Netgear R7800 Stuck at 110 Mbps with SQM CAKE

image

Without SQM I can hit 200+ Mbps down.

With SQM CAKE I'm at 111.

Switch VLAN looks like the most "correct" option but none seem to work. "@wan" (not wan6) has the fastest performance but I assume does not shape ipv6 whatsoever.

This is a new (used) router freshly installed with OpenWRT 21.02. I haven't done anything else to it. The wifi isn't even on.

I replaced my old router partially because SQM (codel, not CAKE) was stuck in that same 100 Mbps range:

Maybe I need one of the custom builds? Any advice?

edit: fq_codel + simple.qos brings performance closer to line speed but has room for improvement. 200 Mbps input leads to 183 Mbps on waveform.com. Base OpenWRT build (no forks).

No advice, but I can at least corroborate the bad SQM performance you are seeing in 21.02. I don't think it is specific to your set-up. With 19.07 my ER-X could do 150-190 Mbps CAKE. With 21.02 that dropped to 130-150 at best and with recent snapshot on kernel 5.10, 110 Mbps on a good day is all I get.

CAKE SQM performance appears to have severely nose dived over the last releases.

It is interesting that your R7800 is stuck at 110 Mbps too. Obviously it has a lot more CPU power than my ER-X, so it's odd that it is stuck at the same place.

Edit: fq_codel/simple.qos improves download to ~155 Mbps from ~110 Mbps on my ER-X. Appreciate the suggestions later in this thread.

This is dual core router, and is most likely using a single core at this time: try enabling packet steering and see if that makes a difference.

2 Likes
uci -q get network.globals.packet_steering
# nothing here
uci set network.globals.packet_steering=1
uci commit

Helped a ton for codel. With CAKE around 128 Mbps.

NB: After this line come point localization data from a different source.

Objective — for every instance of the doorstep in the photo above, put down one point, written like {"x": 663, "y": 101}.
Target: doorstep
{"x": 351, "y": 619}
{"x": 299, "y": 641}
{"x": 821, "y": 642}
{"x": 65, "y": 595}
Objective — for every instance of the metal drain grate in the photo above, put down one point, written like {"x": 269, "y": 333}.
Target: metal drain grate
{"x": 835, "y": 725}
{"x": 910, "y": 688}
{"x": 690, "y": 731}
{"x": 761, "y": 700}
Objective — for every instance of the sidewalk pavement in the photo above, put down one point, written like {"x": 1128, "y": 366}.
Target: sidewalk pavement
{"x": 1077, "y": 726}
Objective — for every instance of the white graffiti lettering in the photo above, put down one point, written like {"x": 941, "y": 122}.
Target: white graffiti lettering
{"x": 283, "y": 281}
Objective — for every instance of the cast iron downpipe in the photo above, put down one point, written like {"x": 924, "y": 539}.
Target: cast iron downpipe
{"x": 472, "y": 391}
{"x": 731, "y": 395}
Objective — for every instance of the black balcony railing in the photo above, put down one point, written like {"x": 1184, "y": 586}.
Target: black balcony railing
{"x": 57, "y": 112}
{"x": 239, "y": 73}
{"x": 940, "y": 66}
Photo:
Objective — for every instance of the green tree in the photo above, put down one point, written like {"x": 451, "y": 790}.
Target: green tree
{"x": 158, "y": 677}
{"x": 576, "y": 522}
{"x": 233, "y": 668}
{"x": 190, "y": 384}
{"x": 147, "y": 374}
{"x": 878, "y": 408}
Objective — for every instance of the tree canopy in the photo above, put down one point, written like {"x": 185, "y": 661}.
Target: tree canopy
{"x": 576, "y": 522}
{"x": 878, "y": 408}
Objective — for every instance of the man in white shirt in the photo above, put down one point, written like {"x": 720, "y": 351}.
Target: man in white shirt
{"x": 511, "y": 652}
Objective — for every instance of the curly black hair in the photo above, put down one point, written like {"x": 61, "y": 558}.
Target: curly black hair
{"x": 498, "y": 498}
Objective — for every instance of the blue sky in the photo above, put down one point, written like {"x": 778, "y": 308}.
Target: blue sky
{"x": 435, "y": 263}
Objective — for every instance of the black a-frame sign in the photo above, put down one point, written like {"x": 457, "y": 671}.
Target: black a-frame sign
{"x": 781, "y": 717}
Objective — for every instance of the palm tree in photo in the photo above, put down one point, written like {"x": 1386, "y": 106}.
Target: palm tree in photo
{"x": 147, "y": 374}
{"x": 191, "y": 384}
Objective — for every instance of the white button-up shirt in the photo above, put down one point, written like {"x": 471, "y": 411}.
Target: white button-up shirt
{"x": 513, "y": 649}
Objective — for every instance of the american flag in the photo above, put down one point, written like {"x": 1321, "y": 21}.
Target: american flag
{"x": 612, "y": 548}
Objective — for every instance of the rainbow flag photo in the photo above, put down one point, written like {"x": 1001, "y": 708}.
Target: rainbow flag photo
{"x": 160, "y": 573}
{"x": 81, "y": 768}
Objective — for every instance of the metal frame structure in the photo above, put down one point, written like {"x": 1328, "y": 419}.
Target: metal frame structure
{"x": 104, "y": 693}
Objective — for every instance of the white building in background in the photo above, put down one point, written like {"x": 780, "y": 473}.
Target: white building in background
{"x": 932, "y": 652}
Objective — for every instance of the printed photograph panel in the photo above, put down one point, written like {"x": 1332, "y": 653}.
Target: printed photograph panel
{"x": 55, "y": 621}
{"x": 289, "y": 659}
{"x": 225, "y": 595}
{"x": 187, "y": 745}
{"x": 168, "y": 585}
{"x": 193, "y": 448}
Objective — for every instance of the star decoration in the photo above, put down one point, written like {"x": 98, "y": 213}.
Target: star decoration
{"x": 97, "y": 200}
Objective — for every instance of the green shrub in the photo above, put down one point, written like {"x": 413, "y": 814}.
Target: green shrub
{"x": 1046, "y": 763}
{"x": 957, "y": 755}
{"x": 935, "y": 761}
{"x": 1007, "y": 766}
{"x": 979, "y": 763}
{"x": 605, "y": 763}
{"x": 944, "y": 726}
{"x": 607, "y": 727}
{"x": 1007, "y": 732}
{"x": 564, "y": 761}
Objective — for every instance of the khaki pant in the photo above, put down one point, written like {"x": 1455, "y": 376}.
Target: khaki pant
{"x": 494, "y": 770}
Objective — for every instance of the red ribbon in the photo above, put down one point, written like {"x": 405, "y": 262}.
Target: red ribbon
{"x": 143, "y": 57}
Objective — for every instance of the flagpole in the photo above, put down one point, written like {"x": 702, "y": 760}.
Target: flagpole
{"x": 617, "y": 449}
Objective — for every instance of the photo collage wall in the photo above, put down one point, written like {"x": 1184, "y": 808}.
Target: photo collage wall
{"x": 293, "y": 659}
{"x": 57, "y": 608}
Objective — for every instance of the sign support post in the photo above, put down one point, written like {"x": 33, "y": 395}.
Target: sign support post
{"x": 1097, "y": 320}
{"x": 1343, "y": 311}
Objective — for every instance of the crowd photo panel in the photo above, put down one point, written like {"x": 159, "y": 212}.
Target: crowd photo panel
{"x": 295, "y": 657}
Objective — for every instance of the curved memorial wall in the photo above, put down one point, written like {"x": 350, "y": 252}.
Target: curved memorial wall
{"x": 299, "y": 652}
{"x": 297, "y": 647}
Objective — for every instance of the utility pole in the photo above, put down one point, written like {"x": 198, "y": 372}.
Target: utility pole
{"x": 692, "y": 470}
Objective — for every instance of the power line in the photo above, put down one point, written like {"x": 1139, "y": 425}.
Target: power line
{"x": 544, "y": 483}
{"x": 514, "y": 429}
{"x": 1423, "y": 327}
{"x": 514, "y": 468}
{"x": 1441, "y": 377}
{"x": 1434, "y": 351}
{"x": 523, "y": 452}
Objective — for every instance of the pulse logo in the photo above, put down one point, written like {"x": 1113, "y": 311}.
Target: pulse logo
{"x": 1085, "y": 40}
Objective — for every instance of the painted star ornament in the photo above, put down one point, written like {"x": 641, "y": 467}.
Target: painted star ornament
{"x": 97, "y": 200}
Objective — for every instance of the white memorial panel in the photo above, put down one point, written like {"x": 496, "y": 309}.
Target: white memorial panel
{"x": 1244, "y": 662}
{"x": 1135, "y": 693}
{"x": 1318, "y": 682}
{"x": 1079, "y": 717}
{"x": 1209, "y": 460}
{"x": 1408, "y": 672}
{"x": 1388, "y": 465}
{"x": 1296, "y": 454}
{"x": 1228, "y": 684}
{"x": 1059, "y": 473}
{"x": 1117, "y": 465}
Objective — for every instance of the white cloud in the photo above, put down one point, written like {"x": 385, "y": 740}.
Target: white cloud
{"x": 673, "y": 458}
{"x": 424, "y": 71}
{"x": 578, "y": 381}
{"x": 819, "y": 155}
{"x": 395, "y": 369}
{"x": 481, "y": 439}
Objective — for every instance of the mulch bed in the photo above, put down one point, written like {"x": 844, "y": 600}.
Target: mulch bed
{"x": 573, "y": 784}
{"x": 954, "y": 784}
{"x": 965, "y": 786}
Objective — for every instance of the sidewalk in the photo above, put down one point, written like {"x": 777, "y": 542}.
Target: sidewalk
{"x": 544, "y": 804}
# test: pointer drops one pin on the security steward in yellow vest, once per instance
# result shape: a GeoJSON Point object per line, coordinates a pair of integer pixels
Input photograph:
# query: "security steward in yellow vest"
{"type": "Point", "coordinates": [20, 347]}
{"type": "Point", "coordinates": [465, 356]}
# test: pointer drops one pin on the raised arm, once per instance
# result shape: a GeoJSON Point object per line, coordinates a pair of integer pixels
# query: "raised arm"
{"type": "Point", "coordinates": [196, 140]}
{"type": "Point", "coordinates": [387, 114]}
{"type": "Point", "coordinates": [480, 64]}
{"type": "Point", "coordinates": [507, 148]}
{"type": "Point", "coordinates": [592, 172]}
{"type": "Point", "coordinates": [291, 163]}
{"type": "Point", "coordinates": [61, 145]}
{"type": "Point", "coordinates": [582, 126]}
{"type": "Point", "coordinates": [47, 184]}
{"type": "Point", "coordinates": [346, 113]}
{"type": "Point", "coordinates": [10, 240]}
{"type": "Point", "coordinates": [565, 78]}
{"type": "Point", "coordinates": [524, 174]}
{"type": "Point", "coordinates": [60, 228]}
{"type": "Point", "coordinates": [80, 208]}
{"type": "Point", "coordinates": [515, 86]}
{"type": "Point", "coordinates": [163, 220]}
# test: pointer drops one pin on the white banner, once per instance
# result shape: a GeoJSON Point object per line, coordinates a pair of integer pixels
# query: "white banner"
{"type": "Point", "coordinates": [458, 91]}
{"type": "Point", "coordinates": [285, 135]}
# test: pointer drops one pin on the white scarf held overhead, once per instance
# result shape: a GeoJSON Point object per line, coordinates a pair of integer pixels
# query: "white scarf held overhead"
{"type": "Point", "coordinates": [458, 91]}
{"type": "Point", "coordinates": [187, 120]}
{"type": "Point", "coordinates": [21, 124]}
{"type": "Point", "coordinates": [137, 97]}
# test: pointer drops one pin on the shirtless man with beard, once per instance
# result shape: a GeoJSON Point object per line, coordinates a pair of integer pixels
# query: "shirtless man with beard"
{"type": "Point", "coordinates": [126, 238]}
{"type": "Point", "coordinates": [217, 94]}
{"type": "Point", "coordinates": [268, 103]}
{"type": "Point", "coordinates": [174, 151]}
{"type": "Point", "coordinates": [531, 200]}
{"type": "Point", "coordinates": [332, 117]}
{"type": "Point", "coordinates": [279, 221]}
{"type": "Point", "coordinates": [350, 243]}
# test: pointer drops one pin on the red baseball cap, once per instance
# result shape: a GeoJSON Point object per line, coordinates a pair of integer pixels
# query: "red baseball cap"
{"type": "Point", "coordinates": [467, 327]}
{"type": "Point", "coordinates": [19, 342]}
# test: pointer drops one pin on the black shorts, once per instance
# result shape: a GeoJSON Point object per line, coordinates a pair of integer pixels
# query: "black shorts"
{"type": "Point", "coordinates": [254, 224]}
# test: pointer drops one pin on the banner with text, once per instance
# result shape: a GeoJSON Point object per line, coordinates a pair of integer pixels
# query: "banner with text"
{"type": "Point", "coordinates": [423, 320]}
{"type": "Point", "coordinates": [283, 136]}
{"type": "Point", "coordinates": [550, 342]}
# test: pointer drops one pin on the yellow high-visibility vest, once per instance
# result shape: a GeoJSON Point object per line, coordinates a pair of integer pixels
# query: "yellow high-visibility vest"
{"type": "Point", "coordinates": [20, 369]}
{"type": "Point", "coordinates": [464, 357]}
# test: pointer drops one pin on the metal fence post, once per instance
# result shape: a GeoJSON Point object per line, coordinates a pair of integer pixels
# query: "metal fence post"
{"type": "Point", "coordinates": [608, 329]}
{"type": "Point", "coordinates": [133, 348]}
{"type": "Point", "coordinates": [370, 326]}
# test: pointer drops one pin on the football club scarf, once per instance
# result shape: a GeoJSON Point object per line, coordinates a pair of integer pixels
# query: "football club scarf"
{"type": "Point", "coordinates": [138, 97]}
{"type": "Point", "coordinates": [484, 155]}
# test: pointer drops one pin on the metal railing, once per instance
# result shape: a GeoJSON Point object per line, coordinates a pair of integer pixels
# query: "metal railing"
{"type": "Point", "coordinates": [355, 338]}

Best for codel seems around 220M -> 206M on Waveform.

How is packet steering decided to be on or off by default?

Well, the UI has a comment that “it may improve performance or make it worse” and it is always off. What is your CPU utilization with CAKE? You are better off using “htop -d 1” to see utilization per a core.
Two more things I suggest you do: 1) cpu freq transitions are expensive so use performance governor (it is set per each core on this router) and 2) try IRQ assignments (not irqbalance) per core. Wifi2, wifi5, eh0 and eth1 can all be controlled I think. I would suggest moving eth0 to the second core. If eth0/1 and not movable, then move both wifi interfaces to the second core.

I was able to go over 300Mbps with fq_code/simple on this router when I was using it.

Did you restart the router or run “reload_config”?

1 Like

Many of the performance tweaks in the R7800 performance thread are still likely to be useful for 21.02 - especially as the cpu frequency management is essentially unchanged and, unfortunately, not optimal for best performance.

1 Like

Thanks for the advice.

No, but I did now (reload_config).

I did something like this on 21.02:

echo 25 > /sys/devices/system/cpu/cpufreq/ondemand/up_threshold
echo 10 > /sys/devices/system/cpu/cpufreq/ondemand/sampling_down_factor	

I didn't verify that it was set to ondemand, however.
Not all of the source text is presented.